Almost a decade of wrangling over the ground rules governing the tribunal and many petty disputes between the Cambodian judges and lawyers and their international counterparts had threatened to kill off the process before it started.
But the arrests of four senior Khmer Rouge leaders, and the detention by the tribunal of Duch, who was already in military custody, has seen the process move swiftly forward.
The defendants have unsuccessfully appealed their detention orders and have even been confronted by their victims in emotional court testimony.
The re-enactment is part of the judges' investigative process to gather evidence against Duch, who has acknowledged his role in the Killing Fields after finding Christianity.
However, he contends that he was merely following Pol Pot's "verbal orders from the top".
Duch will be accompanied by his lawyers as he walks the judges around the two sites in private. Both serve as a memorial and museum to the dead but will be closed to the public during the re-enactment.

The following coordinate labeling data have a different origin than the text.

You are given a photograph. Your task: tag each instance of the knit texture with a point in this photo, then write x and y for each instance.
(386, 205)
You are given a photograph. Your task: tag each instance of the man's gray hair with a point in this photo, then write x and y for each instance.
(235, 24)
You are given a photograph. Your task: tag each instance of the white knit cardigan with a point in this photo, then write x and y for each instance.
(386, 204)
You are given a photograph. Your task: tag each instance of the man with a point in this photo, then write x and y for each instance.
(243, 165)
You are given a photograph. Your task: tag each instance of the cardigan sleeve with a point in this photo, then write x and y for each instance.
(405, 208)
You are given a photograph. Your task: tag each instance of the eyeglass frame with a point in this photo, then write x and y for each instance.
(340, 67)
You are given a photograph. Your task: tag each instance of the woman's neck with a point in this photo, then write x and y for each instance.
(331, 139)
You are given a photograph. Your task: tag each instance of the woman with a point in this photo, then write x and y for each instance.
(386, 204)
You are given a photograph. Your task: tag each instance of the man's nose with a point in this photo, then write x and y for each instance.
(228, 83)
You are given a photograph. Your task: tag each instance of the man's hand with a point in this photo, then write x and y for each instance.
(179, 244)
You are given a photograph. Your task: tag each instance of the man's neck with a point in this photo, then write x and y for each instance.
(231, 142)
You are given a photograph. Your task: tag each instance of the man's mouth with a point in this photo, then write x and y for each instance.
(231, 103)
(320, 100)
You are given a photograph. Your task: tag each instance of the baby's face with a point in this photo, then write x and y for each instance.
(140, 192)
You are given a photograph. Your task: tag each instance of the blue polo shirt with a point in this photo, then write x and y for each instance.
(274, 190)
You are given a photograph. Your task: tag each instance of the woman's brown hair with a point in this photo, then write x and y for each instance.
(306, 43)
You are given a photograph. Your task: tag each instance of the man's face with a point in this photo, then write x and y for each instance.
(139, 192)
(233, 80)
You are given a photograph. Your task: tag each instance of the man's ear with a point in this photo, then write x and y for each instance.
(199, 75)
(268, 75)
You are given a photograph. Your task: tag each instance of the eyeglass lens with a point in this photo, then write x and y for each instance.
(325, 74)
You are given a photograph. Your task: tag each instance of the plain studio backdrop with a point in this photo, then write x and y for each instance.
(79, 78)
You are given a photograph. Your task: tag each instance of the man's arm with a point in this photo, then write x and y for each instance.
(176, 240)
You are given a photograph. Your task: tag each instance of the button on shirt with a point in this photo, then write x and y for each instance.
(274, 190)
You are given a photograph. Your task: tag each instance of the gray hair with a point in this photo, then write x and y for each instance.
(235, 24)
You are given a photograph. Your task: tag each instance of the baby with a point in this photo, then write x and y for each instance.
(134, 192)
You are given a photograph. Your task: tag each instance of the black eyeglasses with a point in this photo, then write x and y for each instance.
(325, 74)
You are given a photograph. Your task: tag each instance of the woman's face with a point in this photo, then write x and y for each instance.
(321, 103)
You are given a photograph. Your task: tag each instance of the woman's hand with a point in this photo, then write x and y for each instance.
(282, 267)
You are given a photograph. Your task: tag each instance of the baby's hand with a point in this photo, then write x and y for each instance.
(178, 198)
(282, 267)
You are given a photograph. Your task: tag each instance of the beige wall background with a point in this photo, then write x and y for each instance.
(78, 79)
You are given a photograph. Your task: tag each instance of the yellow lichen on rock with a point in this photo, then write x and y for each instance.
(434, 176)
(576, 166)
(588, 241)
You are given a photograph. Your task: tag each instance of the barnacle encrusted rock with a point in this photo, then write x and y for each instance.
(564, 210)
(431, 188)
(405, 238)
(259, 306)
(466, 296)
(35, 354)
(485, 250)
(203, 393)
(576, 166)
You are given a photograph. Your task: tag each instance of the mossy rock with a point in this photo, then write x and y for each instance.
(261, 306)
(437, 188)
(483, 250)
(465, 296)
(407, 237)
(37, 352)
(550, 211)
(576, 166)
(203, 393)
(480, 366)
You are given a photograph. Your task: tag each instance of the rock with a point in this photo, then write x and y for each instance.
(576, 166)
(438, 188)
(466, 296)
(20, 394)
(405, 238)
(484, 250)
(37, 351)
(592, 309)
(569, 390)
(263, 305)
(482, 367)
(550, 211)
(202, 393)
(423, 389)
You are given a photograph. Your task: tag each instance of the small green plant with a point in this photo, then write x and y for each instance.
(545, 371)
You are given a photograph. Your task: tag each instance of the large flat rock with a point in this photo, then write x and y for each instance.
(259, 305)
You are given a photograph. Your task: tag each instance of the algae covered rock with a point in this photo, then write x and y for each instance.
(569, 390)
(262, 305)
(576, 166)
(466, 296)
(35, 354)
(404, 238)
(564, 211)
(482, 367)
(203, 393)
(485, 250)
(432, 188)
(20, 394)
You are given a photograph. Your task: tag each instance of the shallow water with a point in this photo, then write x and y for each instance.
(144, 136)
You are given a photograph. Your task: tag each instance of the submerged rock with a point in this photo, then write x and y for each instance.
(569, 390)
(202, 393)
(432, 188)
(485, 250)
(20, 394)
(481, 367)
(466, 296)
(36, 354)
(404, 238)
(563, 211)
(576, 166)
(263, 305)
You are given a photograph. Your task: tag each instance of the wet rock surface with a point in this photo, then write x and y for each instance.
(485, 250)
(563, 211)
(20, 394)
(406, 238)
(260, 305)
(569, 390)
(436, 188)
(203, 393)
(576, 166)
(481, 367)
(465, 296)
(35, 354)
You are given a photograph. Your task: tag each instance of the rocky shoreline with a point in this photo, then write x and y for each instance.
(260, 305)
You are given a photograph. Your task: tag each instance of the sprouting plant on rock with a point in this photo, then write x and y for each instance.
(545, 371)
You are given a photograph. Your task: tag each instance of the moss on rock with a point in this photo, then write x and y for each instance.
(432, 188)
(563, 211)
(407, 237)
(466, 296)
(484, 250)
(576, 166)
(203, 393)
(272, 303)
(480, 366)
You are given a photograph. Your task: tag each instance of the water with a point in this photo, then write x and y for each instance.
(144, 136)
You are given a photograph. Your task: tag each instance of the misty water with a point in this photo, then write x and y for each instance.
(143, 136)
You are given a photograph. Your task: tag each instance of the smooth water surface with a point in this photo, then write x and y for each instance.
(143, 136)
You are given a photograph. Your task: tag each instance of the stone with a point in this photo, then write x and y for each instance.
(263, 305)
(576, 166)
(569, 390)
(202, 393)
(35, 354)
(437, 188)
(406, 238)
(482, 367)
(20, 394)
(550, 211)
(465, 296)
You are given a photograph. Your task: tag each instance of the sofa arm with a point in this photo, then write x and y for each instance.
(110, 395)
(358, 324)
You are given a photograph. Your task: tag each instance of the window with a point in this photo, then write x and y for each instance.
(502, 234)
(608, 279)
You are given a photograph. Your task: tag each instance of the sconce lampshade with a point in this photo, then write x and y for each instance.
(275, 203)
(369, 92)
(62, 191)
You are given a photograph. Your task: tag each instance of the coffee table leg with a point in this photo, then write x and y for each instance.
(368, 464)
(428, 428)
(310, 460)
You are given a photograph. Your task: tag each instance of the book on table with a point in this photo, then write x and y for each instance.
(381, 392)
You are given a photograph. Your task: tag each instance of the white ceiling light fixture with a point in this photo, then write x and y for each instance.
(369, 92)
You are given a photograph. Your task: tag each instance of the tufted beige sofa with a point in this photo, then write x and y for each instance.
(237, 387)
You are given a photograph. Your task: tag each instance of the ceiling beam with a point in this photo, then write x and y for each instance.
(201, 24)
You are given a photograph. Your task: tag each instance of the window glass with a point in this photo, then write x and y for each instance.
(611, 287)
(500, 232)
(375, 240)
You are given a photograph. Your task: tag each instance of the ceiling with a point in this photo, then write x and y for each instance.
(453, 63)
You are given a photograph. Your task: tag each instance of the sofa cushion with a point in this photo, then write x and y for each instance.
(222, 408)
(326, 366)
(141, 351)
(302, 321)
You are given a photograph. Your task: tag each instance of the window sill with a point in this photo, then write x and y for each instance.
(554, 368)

The Killing Fields memorial at Choeung Ek is a glass tower of piles of victims' skulls discovered in the surrounding shallow pits. Duch allegedly sat under a tree watching as Khmer Rouge executioners murdered their victims.
Classrooms at Tuol Sleng remain much as they were left in 1979, with metal-framed beds to which victims were chained before being electrocuted to make them confess to non-existent crimes, invariably of being CIA agents.
Paintings by one Tuol Sleng survivor, Van Nath, graphically portraying other tortures carried out there, adorn the walls of some rooms. The vividly-coloured oils sit beside the stark black-and-white photographs of the thousands brought to the prison.
"For the re-enactment Duch will be assisted by his lawyer," said Lemonde. "This is a normal investigative action, the aim of which is to clarify the declarations by each of the participants, using photos, audio-visual recordings and 3D reconstructions."